YY Ahn, an associate professor of informatics and computing at the Luddy School of Informatics, Computing, and Engineering, is part of a group of researchers that has been awarded a grant from the National Science Foundation to study brain-behavior relationships and functional brain network organization and dynamics using the new edge-centric functional connectivity approach.
The award, worth nearly $740,000, aims to identify modes of brain-behavior relationships at rest and across tasks using edge-centric network models as well as mapping associations between time-varying connectivity with complex, naturalistic stimuli using an edge-centric mode. The work will advance the understanding of brain-behavior relationships and how individual brain networks rapidly reconfigure in response to complex, naturalistic stimuli.
“I’m thrilled to see an idea that has fascinated me for a decade is going to help make breakthroughs in neuroscience,” Ahn said. “Ten years ago, my colleagues and I published a paper based on the idea that considering the relationships between people (social ties or “edges”)—rather than people—as the fundamental units of analysis lets us naturally incorporate the fact that people have multiple roles and belong to multiple social groups. And we argued that this may be applicable for all kinds of real-world networks. My colleagues on this grant have developed a really nice method to apply the idea to neuroscience data, so the idea of the grant is to develop this promising approach further so that we can better understand how our brains function.”
Ahn will be working with Assistant Professor Richard Betzel and Distinguished Professor Olaf Sporns from the IU Department of Psychological and Brain Sciences, as well as Amanda Mejia, an assistant professor from the IU Department of Statistics.
“The research into the edge functional connectivity has just begun, so there are lots of open possibilities for this work,” Ahn said. “But, given the higher resolution we can operate with the edge functional connectivity approach, we hope to better understand the link between behaviors and brain activities. I’m excited to work with the amazing colleagues.”

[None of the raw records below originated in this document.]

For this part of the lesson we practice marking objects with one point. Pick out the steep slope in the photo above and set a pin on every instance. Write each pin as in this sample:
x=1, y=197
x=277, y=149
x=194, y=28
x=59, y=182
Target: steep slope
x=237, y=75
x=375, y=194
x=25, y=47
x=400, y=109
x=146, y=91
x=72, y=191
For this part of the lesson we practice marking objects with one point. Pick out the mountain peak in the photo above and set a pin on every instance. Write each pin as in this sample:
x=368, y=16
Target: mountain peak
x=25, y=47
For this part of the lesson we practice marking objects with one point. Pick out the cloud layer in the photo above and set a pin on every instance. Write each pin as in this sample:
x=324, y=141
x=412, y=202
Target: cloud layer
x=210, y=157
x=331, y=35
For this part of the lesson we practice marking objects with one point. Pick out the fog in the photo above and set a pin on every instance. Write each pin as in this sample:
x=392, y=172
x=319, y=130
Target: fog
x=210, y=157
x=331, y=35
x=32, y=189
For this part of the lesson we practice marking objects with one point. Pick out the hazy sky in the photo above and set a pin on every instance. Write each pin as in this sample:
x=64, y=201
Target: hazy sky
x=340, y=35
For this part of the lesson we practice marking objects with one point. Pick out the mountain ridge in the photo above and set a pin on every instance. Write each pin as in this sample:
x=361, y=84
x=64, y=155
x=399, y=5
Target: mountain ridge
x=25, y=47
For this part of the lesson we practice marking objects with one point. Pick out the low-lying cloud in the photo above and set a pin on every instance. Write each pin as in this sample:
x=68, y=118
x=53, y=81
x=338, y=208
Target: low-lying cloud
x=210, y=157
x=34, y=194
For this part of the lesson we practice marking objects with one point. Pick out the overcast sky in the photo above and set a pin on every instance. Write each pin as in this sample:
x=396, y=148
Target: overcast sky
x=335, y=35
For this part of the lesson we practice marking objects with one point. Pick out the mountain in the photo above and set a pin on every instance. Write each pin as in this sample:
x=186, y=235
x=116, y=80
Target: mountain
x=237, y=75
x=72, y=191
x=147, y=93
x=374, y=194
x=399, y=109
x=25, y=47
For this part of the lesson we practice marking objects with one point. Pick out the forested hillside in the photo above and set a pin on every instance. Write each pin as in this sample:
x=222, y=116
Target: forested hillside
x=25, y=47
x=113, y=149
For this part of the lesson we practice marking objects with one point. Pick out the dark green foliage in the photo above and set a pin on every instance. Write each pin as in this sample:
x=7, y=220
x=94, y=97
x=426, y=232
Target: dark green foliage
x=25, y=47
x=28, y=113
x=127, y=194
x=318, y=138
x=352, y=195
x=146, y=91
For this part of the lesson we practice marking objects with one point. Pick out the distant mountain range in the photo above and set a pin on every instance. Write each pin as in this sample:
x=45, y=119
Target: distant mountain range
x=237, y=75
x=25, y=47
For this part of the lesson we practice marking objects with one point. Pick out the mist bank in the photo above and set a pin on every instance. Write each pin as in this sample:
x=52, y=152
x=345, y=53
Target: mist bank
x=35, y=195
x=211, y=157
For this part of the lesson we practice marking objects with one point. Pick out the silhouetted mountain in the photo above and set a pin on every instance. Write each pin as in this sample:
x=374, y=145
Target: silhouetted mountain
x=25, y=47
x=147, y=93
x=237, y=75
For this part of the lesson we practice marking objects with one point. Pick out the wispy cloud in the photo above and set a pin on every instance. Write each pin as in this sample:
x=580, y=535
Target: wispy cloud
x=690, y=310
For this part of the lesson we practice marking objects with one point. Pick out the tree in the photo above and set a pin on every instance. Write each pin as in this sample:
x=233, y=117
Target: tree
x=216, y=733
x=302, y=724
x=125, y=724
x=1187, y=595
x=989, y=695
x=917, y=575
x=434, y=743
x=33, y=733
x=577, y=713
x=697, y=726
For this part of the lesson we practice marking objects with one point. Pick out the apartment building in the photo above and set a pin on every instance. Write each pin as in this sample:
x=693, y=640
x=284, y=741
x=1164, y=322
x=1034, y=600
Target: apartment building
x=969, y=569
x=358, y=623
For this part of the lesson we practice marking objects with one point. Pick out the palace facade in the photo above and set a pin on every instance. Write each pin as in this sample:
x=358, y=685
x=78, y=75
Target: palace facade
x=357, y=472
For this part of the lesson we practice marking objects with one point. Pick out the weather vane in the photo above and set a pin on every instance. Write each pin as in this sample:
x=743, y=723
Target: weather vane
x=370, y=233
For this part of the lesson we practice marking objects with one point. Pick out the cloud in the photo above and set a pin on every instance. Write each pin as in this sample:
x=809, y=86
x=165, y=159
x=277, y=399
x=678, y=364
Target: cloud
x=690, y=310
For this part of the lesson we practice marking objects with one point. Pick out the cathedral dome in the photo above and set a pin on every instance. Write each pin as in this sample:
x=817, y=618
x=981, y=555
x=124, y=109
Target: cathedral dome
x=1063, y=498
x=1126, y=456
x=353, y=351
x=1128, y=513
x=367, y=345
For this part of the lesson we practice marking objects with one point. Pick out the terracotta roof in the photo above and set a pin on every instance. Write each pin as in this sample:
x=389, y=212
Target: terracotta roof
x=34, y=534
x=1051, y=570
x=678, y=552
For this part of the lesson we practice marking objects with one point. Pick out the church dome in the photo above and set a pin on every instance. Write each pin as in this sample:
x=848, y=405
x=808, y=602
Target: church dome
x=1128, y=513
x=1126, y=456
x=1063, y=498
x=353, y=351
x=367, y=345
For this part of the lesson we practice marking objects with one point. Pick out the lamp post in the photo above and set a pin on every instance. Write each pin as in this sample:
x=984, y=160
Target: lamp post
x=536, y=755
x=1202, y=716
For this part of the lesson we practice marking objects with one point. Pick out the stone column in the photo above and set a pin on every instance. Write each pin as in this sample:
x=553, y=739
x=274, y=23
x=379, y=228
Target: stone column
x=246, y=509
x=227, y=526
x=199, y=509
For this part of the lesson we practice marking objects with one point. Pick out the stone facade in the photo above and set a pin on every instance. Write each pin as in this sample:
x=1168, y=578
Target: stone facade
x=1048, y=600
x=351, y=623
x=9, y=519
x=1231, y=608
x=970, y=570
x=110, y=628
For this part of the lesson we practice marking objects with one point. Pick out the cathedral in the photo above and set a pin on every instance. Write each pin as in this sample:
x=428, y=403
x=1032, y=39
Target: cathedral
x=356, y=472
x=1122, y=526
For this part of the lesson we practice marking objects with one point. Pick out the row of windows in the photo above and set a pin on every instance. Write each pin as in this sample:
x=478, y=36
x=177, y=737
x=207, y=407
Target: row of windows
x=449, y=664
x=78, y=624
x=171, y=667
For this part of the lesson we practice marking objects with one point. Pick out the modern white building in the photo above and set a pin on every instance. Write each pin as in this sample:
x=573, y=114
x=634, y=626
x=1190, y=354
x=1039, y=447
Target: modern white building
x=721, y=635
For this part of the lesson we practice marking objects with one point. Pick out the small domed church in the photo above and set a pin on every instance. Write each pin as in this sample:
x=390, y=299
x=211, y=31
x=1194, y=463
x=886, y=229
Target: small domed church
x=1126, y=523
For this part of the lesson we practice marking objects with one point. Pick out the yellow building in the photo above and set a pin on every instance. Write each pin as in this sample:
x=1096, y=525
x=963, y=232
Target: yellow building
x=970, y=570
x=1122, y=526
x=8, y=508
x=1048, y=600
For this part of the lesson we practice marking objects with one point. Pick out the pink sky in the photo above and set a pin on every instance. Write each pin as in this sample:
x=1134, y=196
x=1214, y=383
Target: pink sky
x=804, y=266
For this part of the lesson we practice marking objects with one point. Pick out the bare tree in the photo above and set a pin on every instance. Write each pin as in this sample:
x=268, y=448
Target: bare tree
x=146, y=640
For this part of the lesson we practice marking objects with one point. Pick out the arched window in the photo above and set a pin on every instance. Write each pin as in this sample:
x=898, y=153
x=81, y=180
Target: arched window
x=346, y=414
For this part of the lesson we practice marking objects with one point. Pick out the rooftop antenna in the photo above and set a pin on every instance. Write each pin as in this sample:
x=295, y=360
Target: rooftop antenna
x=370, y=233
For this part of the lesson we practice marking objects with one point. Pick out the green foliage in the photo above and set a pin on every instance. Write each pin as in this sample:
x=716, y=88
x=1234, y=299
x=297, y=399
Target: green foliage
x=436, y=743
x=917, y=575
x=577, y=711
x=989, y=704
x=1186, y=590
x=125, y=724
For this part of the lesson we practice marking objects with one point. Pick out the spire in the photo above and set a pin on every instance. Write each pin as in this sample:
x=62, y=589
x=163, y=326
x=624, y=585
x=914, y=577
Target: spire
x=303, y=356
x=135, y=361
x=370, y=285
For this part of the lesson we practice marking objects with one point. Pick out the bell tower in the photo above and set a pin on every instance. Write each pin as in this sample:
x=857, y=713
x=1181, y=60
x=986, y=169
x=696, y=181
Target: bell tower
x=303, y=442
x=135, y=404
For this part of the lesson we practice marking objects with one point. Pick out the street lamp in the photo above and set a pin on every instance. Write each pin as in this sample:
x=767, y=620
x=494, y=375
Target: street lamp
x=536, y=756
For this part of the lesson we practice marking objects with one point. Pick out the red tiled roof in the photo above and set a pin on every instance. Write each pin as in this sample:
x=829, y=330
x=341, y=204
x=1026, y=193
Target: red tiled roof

The modeling framework will create a novel approach even for those with experience in network neuroscience.
“The interdisciplinary nature of the research at the Luddy School consistently opens the door to discoveries, and YY and his colleagues have the potential to make a huge impact on modeling brain behavior interaction,” said Kay Connelly, associate dean for research at the Luddy School. “Modeling the brain is extraordinarily complex, and it takes novel approaches to take steps forward. This research is a perfect example of our faculty willing to approach problems in new ways.”